The code in this repo represents my second dive into `MxNet` (after the implementation of neural collaborative filtering [here](https://github.com/jrzaurin/neural_cf)). The more I use this DL frame the more I like it. Is written in a way that "makes sense" and, even I still don't think is as mature as `Pytorch`, I can see it catching up soon. Also, the last sentence might be of course influenced by the fact that I have not used `MxNet` as much as I have used `Pytorch`. With that in mind I will start by saying that the exploration process has been a bit lighter with `MxNet`. The results that I obtained where a bit worse than those with `Pytorch`, but I am sure that has to do with the fact that I do not know some of the details behing `MxNet`'s implementations. Therefore, if you, reading these lines, are an `MxNet` expert or simply know about `MxNet`, I would love to have a chat with you about my `MxNet` implementation of HANs. 

#### Results

So far, the best results I obtained when predicting the reviews score where using *tf-idf* + `LightGBM` properly tuned using `Hyperopt`. The metrics where: 

| acc | f1 | pre  |
|---|---|---|---|---|
| 0.7054  | 0.6832  |  0.676335  |

Here, the best results are:

| acc | f1 | pre  |
|---|---|---|---|---|
| 0.7223  | 0.71  |  0.7033  |

These results are obtained in less than 10 epochs with a model that trains in less than 2 min per epoch on a Tesla K80 GPU. 

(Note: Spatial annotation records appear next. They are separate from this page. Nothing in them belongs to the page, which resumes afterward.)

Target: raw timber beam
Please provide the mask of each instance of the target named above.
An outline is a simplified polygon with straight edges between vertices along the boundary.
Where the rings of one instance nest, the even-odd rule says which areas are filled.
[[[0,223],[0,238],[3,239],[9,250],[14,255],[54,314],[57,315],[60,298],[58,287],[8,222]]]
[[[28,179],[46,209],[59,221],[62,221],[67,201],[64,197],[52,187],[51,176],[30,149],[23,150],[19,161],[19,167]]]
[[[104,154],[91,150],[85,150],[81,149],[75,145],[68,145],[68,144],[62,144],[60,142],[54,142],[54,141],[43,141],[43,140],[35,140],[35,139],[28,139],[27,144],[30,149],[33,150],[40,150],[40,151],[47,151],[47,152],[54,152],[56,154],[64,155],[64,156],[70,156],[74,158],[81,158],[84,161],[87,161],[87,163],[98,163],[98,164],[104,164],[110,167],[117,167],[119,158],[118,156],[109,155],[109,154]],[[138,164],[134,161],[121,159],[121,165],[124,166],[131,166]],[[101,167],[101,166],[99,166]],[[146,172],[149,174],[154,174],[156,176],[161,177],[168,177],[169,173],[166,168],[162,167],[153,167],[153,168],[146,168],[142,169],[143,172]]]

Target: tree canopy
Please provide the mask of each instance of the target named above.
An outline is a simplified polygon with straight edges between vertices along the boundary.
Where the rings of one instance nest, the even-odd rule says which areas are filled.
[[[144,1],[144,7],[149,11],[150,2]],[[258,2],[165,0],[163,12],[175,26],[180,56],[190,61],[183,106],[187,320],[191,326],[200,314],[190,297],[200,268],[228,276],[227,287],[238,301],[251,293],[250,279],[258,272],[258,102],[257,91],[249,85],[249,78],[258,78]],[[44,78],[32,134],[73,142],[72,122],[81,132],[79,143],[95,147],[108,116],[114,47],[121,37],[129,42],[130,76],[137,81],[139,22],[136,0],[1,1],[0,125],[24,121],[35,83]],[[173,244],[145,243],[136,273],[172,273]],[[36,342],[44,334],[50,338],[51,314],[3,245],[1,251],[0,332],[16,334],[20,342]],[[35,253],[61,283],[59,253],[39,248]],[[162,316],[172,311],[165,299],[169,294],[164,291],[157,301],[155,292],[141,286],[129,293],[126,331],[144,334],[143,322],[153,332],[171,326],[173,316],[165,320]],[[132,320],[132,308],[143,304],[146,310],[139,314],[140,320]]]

Of course, the question is, it is worth chosing HAN over a tf-idf + LightGBM? To me the answer is, as with most things in life, "it depends". The increase is not that big, but it is significant. For example, if in your business getting a $\sim$3 increase in F1 score represent a sizeable increase in revenue or savings, then there is no question. Also, as we will see in the next notebook the attention weights might provide you with insights into which expressions or semantic constructions are relevant within the text, beyond keywords.